Security concerns around the Internet of Things (IoT) are growing, but the issues can be especially problematic in industrial organizations, where connected devices often control heavy machinery and dangerous systems.
Examples like the Stuxnet worm, which took down large nuclear centrifuges, and attacks that took down part of the power grid in Ukraine are often seen as weapons confined to cyber warfare. However, as more and more industrial systems become connected, similar attacks could be seen among businesses in the future.
At a presentation during the 2017 Dell EMC World conference in Las Vegas, Rohan Kotian, senior product manager for IoT security at Dell EMC, explained the major trends affecting industrial IoT. Here are nine best practices Kotian recommended for improving industrial IoT security
1. Understand the concerns
From the manufacturer, many IoT devices come with minimal security controls, if any at all. Clarity of asset ownership, lack of standardization, flat network issues, inefficient patch management, and resource constraints are all concerns that should be taken into account, Kotian said.
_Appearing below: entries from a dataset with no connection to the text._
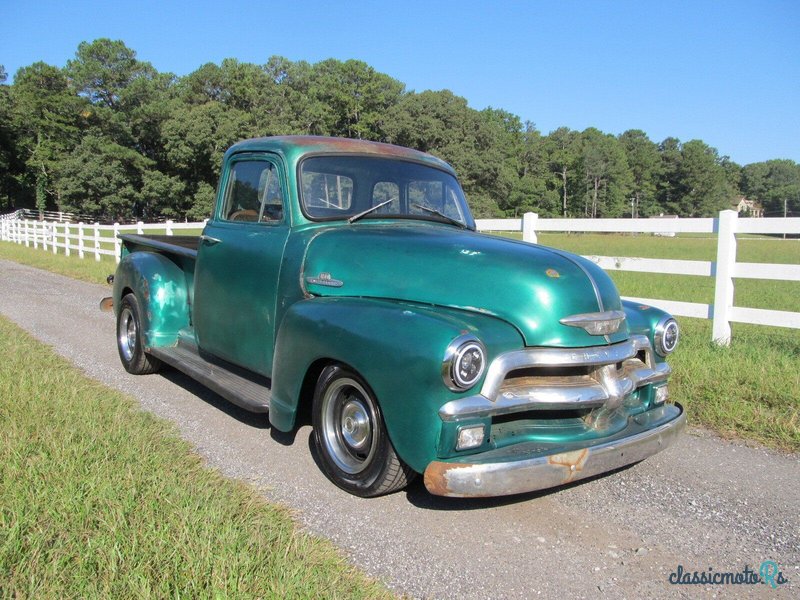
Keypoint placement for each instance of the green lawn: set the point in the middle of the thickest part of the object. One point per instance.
(99, 499)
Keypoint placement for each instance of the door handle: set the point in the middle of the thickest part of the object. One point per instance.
(207, 239)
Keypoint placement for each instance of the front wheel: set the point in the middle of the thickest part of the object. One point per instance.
(129, 339)
(350, 436)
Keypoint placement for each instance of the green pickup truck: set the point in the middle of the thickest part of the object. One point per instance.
(343, 282)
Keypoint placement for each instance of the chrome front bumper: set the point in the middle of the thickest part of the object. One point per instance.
(526, 467)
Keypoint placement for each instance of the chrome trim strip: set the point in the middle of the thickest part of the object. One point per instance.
(507, 477)
(602, 323)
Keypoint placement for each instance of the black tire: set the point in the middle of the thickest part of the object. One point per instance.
(129, 339)
(351, 439)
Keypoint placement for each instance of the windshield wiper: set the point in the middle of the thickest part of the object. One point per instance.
(440, 214)
(355, 218)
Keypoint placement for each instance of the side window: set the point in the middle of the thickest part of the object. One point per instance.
(253, 193)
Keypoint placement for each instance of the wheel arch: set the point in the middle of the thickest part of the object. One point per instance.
(160, 288)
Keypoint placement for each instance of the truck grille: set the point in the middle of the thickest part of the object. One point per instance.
(576, 379)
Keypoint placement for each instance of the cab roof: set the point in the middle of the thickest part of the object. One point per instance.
(295, 147)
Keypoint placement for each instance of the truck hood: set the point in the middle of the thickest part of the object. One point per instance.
(529, 286)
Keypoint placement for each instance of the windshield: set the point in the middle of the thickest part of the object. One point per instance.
(356, 187)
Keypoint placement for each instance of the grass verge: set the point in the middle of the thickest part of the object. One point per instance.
(750, 389)
(100, 499)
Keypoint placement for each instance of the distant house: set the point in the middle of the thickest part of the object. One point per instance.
(664, 233)
(748, 207)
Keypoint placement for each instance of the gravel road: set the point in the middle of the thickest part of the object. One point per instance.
(703, 503)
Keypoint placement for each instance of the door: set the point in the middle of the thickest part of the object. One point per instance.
(238, 264)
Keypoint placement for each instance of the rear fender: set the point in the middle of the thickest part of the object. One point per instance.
(161, 289)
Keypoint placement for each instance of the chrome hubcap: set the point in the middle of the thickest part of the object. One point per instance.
(126, 336)
(348, 424)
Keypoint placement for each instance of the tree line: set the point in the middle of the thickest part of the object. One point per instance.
(109, 137)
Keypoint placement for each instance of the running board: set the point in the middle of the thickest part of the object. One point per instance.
(244, 389)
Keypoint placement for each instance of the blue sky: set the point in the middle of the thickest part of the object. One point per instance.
(724, 72)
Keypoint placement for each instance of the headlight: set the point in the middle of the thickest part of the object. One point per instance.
(667, 334)
(464, 363)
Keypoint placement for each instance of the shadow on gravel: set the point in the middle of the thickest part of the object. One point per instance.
(421, 498)
(254, 420)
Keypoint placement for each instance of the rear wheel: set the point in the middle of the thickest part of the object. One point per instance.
(351, 438)
(129, 339)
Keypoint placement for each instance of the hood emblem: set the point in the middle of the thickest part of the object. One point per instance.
(325, 279)
(596, 323)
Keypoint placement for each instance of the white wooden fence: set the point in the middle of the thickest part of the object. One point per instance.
(84, 239)
(102, 240)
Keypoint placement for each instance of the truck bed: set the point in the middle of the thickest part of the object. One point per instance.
(182, 245)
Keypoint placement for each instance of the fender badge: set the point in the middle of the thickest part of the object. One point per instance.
(325, 279)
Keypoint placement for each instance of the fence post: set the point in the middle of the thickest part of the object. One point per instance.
(723, 273)
(117, 243)
(529, 227)
(81, 246)
(97, 241)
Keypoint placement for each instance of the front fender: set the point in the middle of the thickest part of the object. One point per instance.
(397, 347)
(643, 319)
(160, 287)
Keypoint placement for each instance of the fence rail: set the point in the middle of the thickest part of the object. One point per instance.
(102, 240)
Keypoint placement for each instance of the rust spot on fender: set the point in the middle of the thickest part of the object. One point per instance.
(572, 461)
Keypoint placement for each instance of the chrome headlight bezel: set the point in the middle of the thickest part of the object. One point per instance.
(462, 348)
(667, 335)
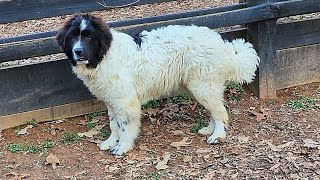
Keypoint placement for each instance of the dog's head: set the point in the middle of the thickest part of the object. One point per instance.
(85, 39)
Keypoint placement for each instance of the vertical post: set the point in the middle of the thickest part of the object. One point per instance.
(262, 35)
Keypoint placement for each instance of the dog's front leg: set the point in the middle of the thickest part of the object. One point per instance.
(113, 139)
(127, 114)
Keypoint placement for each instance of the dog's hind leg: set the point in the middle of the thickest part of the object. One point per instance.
(211, 97)
(128, 121)
(113, 139)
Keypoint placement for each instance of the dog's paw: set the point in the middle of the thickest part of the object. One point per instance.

2. Study the attack trends
The recent Mirai botnet distributed denial-of-service (DDoS) attack took down a popular DNS service and left many internet companies out of commission. Being that most IoT devices have default or no credentials, the Mirai botnet spread rapidly, Kotian said. However, a security framework has been built up around Mirai, which can be leveraged by companies to protect against future attacks.
Another trend is that ransomware is moving from files to devices, with attackers beginning to target IoT devices. Attackers are also exploiting old vulnerabilities on old devices that haven’t been updated, Kotian said. Additionally, the search service Shodan offers a broad look into open IoT devices.
3. Evaluate the risk of blending IT and OT
IIoT requires IT and OT to work together. Although, the two often have different goals and concerns. IT is often concerned with infrastructure, security, and governance; while OT can sometimes be focused on yield, quality, and efficiency, Kotian said. Businesses must think of who needs to involved in their IoT deployment and these employees can share a mission. It’s also important to note that IT and OT approach security differently, evaluating different risks, focusing on different patching cycles, protocols, and more, Kotian said.
4. Consider major IIoT security viewpoints
Security in IIoT requires specific considerations. End-to-end security must be handled from edge to cloud and security technologies must be wrapped around legacy systems, Kotian said. IT must also account for constrained system resources and work to get the right mix of human and automation interaction.
5. Classify risk
Industrials organizations need to understand that risk is not static, Kotian said. These organizations should account for legal ownership of IoT components and the supporting systems. The physical consequences of IIoT errors can be much more grave than other IoT breaches.
Kotian noted that a proper security posture for IIoT must consider operations as well. Once an organization has classified the risks facing it, it must build out a security framework to address these risks.
6. Consider the devices
When thinking about IIoT devices, IT needs to think about security features involved with on-boarding, authentication, and provisioning. The data sent by the devices is also a critical security concern. Data integrity and confidentiality should be a top focus, Kotian said, with businesses constantly thinking about where the data is moving and how they’ll encrypt it. Asset management and visibility, along with behavior analytics are also top considerations.
7. Consider the gateway
Outside of devices, the gateway is also a critical security vector in IIoT. Captain recommends that organizations follow best practices and system hardening for starters. Secure boot and execution, and secure credential storage can help these companies better secure their gateways, Kotian said.
8. Leverage the value of the fog
The fog, or adding compute to the edge offers three advantages, Kotian said. First, it brings real-time decision making through edge analytics. Second, data transfer cost is reduced with compression and cleansing. And third, security and data continuity can be improved through local operations.
9. Secure data access
Industry standards should be used for authentication and authorization to secure access to company data, Kotian said. Additionally, firms must ensure data integrity and protection as well, and focus on secure credential management for keys, credentials, and access tokens.